Both H2020 projects (MAGIC and FIWARE Mexico) leverage CUDI's institutional role as the operator of Mexico's academic internet backbone, which is the prerequisite for participation in either consortium.
CORPORACION UNIVERSITARIA PARA EL DESARROLLO DE INTERNET AC
Mexico's national academic internet network — the institutional bridge connecting Mexican universities to European research and digital infrastructure programs.
Their core work
CUDI is Mexico's National Research and Education Network (NREN) — the backbone connecting Mexican universities, research centers, and public institutions to high-speed internet and to global research networks. Operating as a non-profit academic consortium, CUDI's core mission is to provision, manage, and evolve the advanced network infrastructure that makes large-scale scientific collaboration possible across Mexico. In the H2020 context, they served as Mexico's institutional bridge to European research initiatives — specifically helping extend FIWARE's open smart-city platform to the Latin American ecosystem and contributing to middleware architectures for distributed virtual research communities. Think of them as the "on-ramp" that connects Mexican academia to the European Research Area.
What they specialise in
FIWARE Mexico was explicitly designed to extend European open-platform collaboration into Mexico, with CUDI as the natural institutional host and coordinator on the Mexican side.

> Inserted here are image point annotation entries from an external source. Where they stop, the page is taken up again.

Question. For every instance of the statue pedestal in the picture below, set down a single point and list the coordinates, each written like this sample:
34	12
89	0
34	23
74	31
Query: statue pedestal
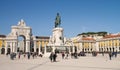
57	40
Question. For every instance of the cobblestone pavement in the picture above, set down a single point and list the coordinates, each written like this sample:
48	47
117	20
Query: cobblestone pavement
82	63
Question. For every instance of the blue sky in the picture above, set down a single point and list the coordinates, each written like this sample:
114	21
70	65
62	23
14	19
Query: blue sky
77	15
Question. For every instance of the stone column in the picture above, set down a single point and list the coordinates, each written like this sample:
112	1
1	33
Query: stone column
45	49
97	46
27	46
14	47
6	47
35	46
40	48
53	48
11	46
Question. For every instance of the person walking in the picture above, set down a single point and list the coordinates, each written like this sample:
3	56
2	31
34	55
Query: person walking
51	57
110	55
63	55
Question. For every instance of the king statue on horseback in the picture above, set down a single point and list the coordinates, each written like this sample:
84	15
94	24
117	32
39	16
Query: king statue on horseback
57	21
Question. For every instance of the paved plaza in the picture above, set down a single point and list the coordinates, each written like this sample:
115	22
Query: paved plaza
82	63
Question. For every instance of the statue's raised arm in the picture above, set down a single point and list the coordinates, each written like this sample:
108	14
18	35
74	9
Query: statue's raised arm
57	21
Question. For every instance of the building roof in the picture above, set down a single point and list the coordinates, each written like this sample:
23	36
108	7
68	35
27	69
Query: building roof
111	36
3	36
42	37
88	38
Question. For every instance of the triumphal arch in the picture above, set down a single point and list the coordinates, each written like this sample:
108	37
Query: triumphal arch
12	39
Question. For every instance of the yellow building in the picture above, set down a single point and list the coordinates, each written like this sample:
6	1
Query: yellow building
41	41
108	43
2	44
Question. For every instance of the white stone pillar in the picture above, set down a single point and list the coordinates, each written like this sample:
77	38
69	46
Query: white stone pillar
34	46
6	47
45	49
11	46
53	48
97	46
40	49
27	46
14	47
73	48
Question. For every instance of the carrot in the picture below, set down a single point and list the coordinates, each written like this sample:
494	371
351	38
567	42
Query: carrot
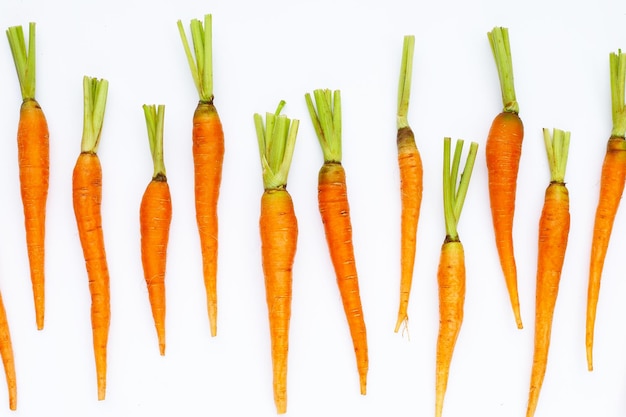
208	155
503	150
335	212
553	233
451	269
411	173
155	216
87	198
279	234
611	189
33	161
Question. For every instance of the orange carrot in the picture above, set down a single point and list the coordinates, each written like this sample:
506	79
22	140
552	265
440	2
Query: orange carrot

MAGIC (Middleware for collaborative Applications and Global vIrtual Communities) positioned CUDI within a consortium developing software infrastructure for cross-institutional research collaboration.
FIWARE Mexico required driving community uptake of an EU-originated open-source stack among Mexican universities, SMEs, and municipal governments — a technology transfer and ecosystem role.
How they've shifted over time
CUDI's two H2020 engagements are tightly clustered in 2015–2016, so there is no meaningful long-term evolution visible within the H2020 record alone. The progression that does exist moves from security-adjacent network infrastructure (MAGIC, 2015) toward broader digital ecosystem enablement (FIWARE Mexico, 2016) — a shift from plumbing to platform. Because no keywords are available for either project and both are CSA (Coordination and Support Actions) rather than R&D grants, inferring a technology pivot would be speculative.
CUDI's trajectory points toward becoming a regional gateway for European open digital infrastructure initiatives in Latin America, particularly where academic network capacity is a prerequisite for adoption.
How they like to work
CUDI consistently joins consortia as a participant rather than leading them — in both H2020 projects they took supporting or bridging roles rather than the coordinator seat. Despite only two projects, they engaged with 26 distinct partners across 21 countries, indicating membership in large, geographically diverse consortia typical of CSA networking actions. For a potential partner, this means CUDI brings institutional legitimacy and network access in Mexico but is unlikely to drive project management or hold the lead beneficiary role.
CUDI has collaborated with 26 unique partners spanning 21 countries across what are likely European, Latin American, and North American institutions — a wide geographic footprint for just two projects. Their network reflects the inherently international nature of NREN consortia, where connectivity mandates cross-border membership.
What sets them apart
CUDI is the only Mexican NREN with H2020 project history, making them the single most credible institutional gateway for EU-funded projects that need a foothold in Mexican academia. Any European consortium requiring formal Mexican participation — whether for FIWARE deployment, research network interoperability, or academic community engagement — would find CUDI the natural and often necessary partner. Their non-profit, university-member governance means they bring political neutrality and cross-institutional access that no individual Mexican university can offer.
Highlights from their portfolio
- FIWARE MexicoA dedicated EU–Mexico bilateral initiative to extend the FIWARE open-platform ecosystem into Latin America, giving CUDI a central role as the Mexican institutional anchor for what was then the EU's flagship smart-city and IoT platform program.
- MAGICCUDI's entry into H2020 through a security-tagged middleware project signals an intent to contribute beyond pure connectivity into the software layer of distributed research infrastructure.